Ein Wort noch zu den "DTV-Premium Ausgaben". Im Druck eigentlich ein Vollformat, aber mit einem etwas verstärkten Pappdeckel, schlicht verleimt wie ein Taschenbuch, d.h. ohne echte Bindung. Zwar von außen etwas schöner als ein "normales" Taschenbuch, dafür aber wesentlich unhandlicher. Insbesondere beim Lesen macht sich die Neigung dieser Ausgaben zum "wieder Zufallen" bemerkbar. Versucht man dem entgegenzuwirken, dankt einem das Buch diese Bemühungen mit einem deutlichen Knick im Rücken. Also bitte.......wenn schon, dann doch bitte ein gebundenes Buch! Das sollte auch nicht viel teurer sein (kostet das Premium Taschenbuch schon knapp 15 Euro!!), ist aber einfach (a) schöner und (b) um ein vielfaches praktischer!

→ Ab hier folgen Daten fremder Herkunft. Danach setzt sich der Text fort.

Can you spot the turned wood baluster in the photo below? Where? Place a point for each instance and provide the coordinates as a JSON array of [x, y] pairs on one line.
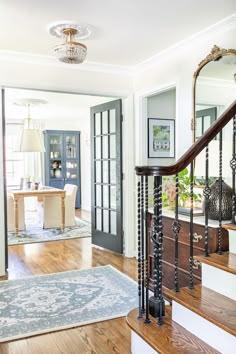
[[176, 229], [206, 194], [233, 166], [191, 285], [156, 302], [147, 320], [220, 196], [160, 243], [139, 250], [142, 244]]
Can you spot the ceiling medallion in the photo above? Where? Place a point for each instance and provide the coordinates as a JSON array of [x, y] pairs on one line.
[[70, 51]]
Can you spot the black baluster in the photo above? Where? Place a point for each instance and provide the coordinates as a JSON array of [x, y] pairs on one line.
[[176, 229], [220, 196], [156, 302], [139, 251], [191, 285], [233, 166], [147, 320], [142, 245], [206, 194], [160, 243]]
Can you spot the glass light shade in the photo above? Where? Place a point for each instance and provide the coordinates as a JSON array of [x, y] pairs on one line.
[[31, 141], [71, 52]]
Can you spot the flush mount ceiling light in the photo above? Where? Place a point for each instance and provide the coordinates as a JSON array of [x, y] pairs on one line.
[[70, 51]]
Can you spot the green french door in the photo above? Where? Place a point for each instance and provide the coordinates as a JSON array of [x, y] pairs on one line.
[[106, 173]]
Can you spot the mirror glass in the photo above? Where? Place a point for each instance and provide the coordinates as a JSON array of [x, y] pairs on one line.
[[214, 88]]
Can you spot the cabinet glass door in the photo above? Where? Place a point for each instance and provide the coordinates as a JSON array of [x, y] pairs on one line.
[[55, 153], [71, 154]]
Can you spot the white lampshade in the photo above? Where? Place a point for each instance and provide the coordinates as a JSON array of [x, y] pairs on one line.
[[213, 167], [31, 141]]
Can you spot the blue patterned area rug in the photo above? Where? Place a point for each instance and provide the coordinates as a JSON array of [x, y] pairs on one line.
[[35, 233], [42, 304]]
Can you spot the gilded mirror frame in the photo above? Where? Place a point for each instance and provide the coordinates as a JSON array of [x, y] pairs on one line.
[[215, 54]]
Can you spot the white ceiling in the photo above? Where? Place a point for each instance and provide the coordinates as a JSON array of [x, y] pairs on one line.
[[125, 32]]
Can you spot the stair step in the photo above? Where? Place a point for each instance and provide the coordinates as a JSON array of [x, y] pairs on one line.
[[226, 261], [229, 226], [214, 307], [170, 338]]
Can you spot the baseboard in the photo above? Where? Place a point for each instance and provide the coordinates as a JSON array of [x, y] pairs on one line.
[[211, 334]]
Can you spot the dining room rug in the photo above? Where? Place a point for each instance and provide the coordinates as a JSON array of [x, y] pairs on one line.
[[35, 233], [46, 303]]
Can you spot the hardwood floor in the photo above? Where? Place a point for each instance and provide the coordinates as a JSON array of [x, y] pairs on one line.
[[83, 214], [100, 338]]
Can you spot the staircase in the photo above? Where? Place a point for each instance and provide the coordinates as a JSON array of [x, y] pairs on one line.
[[199, 318]]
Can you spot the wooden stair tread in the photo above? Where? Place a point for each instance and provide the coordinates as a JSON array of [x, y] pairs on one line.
[[214, 307], [226, 261], [170, 338], [229, 226]]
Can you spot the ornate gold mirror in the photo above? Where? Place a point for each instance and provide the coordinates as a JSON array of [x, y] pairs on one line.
[[214, 88]]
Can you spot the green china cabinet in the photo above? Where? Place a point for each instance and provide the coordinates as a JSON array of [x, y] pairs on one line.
[[62, 160]]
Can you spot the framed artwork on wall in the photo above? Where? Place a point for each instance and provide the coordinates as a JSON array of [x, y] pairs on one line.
[[161, 138]]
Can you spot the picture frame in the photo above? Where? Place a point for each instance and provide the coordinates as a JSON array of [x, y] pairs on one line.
[[161, 138]]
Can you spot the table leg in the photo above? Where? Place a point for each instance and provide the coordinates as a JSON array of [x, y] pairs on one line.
[[62, 213], [16, 212]]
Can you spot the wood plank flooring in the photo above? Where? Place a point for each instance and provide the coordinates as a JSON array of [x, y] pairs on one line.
[[43, 258], [225, 261], [170, 338]]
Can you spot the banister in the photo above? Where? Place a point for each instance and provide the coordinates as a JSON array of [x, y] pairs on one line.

Fazit: Eine düstere Mischung aus Kriminalgeschichte und phantastischen Roman, kurzweilig geschrieben, schön zu lesen, doch für meinen Geschmack fast etwas zu einfach gestrickt. Eigentlich tatsächlich ein "Eco für Anfänger"....
Links:
- Mehr Rezensionen bei buecher.de
- Rezension bei perlentaucher.de
- Ulrich Baron: Gespensterlose Welt, aus Die ZEIT, Nr. 51, 09.12.2004
- Rezension aus der taz vom 22.12.2004
- Reiter um Mitternacht, aus F.A.Z., 24. September 2004.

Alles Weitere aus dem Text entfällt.